Plan Needed to Tackle Outrages by Gangster Regimes: Ex-defence Chief
Opposition blogger and activist Roman Protasevich, who is accused of participating in an unsanctioned protest at the Kuropaty preserve, arrives for a court hearing in Minsk, Belarus, on April 10, 2017. (Stringer/Reuters)
5/25/2021
Updated:
5/25/2021

Britain needs a long-term plan is tackle “criminal outrages by gangster regimes,” a former military chief has said.

Lord Stirrup made the call at Westminster as he argued that the “egregious act” of Belarus forcing the diversion of a passenger jet to arrest a journalist and prominent government critic was not an isolated incident.

The independent crossbencher, who led the armed forces as chief of the defence staff from October 2006, highlighted the “murderous attacks with vile poisons” on UK soil as well as cyber interference in the nation’s political processes, which have been blamed on the Kremlin.

Former Russian spy Alexander Litvinenko died in 2006 after drinking tea laced with radioactive polonium-210, while the Salisbury chemical weapons attack in 2018 killed Dawn Sturgess.

Lord Stirrup’s comments came after the detention of Roman Protasevich following what has been branded a “state-sponsored hijack.”

He was on board a Ryanair flight from Athens to Vilnius when it was forced to change course to head for the Belarusian capital, Minsk, after a reported bomb scare, escorted by a MiG fighter jet.

Protasevich subsequently appeared in a video released by the authorities in which he appeared to admit he was involved in organising mass protests in the country last year.

Prime Minister Boris Johnson has described the footage as “deeply distressing” and called for his release.

Speaking in Parliament, Lord Stirrup said: “Does the minister agree that this egregious act is not just an isolated incident but is part of a wider pattern of criminal outrages perpetrated by gangster regimes, which in this country alone has included murderous attacks with vile poisons and electronic attempts to subvert our democracy?

“What is required now is not just a strong immediate response to the Belarus incident but a longer-term strategy to counter such regimes and to thwart their malign purposes.”
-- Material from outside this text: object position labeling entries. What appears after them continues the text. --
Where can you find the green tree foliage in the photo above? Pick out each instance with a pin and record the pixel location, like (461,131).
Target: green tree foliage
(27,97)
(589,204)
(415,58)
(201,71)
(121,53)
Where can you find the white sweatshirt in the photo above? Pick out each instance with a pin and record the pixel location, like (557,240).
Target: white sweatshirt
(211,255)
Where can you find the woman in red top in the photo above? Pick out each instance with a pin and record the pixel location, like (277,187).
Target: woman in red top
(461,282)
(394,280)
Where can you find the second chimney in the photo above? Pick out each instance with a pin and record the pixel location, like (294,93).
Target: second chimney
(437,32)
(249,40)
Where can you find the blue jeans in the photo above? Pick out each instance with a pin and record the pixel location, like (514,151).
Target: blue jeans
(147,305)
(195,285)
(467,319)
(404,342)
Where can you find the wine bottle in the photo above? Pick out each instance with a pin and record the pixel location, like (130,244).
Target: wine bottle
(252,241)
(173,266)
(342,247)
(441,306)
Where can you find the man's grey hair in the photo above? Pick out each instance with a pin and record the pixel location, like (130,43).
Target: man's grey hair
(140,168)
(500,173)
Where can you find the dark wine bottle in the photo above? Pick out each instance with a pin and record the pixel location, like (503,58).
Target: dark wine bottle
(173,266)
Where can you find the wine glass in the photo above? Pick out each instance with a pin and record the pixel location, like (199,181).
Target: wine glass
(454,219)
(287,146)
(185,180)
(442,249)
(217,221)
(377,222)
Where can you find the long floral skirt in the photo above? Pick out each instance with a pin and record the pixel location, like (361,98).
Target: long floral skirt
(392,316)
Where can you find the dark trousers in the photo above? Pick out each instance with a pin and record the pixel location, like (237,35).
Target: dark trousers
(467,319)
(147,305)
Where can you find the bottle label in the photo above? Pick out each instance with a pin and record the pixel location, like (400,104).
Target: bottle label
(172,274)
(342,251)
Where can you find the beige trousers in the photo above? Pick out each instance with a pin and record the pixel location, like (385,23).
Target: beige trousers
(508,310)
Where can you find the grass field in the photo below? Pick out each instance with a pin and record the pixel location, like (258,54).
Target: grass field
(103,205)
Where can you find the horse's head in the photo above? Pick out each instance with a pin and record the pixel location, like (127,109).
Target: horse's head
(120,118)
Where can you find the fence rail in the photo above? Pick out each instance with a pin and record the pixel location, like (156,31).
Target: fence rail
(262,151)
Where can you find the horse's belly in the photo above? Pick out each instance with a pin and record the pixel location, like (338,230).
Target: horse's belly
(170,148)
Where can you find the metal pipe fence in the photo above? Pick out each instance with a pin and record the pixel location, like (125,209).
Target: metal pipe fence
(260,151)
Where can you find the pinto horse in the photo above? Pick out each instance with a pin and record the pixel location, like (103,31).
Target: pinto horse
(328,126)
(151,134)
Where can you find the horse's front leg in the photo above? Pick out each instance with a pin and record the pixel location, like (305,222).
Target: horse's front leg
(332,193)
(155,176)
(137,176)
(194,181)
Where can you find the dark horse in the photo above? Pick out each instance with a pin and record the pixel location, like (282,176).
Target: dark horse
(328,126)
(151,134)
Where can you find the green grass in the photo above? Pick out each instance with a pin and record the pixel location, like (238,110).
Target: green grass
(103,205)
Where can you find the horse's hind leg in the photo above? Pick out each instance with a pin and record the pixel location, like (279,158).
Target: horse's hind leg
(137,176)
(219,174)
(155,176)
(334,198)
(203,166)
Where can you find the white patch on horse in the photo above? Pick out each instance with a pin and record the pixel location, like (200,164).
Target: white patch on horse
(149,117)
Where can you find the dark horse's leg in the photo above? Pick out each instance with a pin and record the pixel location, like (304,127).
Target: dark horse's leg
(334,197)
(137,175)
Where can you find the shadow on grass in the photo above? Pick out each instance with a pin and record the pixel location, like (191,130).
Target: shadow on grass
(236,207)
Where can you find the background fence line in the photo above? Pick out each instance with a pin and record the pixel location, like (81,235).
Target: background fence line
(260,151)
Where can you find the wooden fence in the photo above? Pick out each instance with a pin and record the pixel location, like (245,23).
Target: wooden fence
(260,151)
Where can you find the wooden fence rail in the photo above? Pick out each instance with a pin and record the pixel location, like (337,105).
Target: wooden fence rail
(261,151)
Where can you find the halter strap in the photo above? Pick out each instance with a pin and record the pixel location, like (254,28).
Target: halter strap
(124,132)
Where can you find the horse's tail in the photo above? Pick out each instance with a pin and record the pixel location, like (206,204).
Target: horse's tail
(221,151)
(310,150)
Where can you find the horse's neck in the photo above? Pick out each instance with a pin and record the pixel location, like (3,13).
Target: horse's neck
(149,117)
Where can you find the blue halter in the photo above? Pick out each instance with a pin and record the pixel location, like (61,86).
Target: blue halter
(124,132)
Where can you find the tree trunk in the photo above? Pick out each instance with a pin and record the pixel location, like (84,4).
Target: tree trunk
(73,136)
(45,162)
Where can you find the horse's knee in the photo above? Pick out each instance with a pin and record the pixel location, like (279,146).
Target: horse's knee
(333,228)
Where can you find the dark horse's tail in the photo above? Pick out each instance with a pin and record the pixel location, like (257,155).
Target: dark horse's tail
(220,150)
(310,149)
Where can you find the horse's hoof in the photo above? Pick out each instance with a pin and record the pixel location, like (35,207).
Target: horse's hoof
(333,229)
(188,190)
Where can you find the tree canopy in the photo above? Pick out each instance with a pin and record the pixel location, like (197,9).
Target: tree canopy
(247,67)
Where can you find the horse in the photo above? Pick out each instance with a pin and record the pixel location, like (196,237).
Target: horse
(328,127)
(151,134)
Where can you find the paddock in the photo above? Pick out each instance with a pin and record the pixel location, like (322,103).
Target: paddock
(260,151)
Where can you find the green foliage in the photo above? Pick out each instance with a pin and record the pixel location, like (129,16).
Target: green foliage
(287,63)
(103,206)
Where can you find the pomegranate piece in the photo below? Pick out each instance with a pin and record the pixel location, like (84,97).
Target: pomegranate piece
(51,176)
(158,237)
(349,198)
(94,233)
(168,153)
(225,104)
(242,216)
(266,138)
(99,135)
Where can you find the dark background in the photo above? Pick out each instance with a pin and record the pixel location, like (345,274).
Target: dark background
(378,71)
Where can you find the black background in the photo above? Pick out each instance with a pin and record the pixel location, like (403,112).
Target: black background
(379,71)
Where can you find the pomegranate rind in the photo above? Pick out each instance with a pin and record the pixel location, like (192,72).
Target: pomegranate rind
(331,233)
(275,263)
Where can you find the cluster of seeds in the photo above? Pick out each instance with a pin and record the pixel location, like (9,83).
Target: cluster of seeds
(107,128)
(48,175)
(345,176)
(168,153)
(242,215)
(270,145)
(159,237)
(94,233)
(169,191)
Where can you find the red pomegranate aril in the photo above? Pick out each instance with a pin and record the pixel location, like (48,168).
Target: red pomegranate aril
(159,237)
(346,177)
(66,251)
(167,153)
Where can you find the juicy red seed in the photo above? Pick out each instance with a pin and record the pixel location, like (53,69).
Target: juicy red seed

Responding, Foreign Office minister Lord Goldsmith of Richmond said: “Our approach to tackling these escalating problems in Belarus, which go far further than events over the last couple of days, is part of a broader approach that we take.”

The UK and EU have issued new sanctions against Belarus in light of the arrest.

Alexander Lukashenko has been president of Belarus since the post was established in 1994 and won re-election for a sixth time in 2020 with 80 percent of the vote, in a ballot deemed “neither free nor fair” by the European Union.

Since winning the disputed election last August, Lukashenko has cracked down on dissenting voices, with many opposition figures arrested and others forced into exile.

Independent crossbencher Lord Russell of Liverpool said he had been part of a team monitoring the parliamentary election in Belarus and witnessed the 64-year-old president appoint his 22-year-old mistress, an ex-Miss Belarus, as an MP.

“That is his definition of democracy,” said Lord Russell.

He urged the UK Government to work with other trading partners to “hit Belarus where it hurts.”

Leading lawyer and Labour peer Baroness Kennedy of the Shaws pressed for the use of targeted sanctions to be extended to more individuals.

She highlighted a “hugely rich oligarch” living in London who is funding Lukashenko “up to his ears.”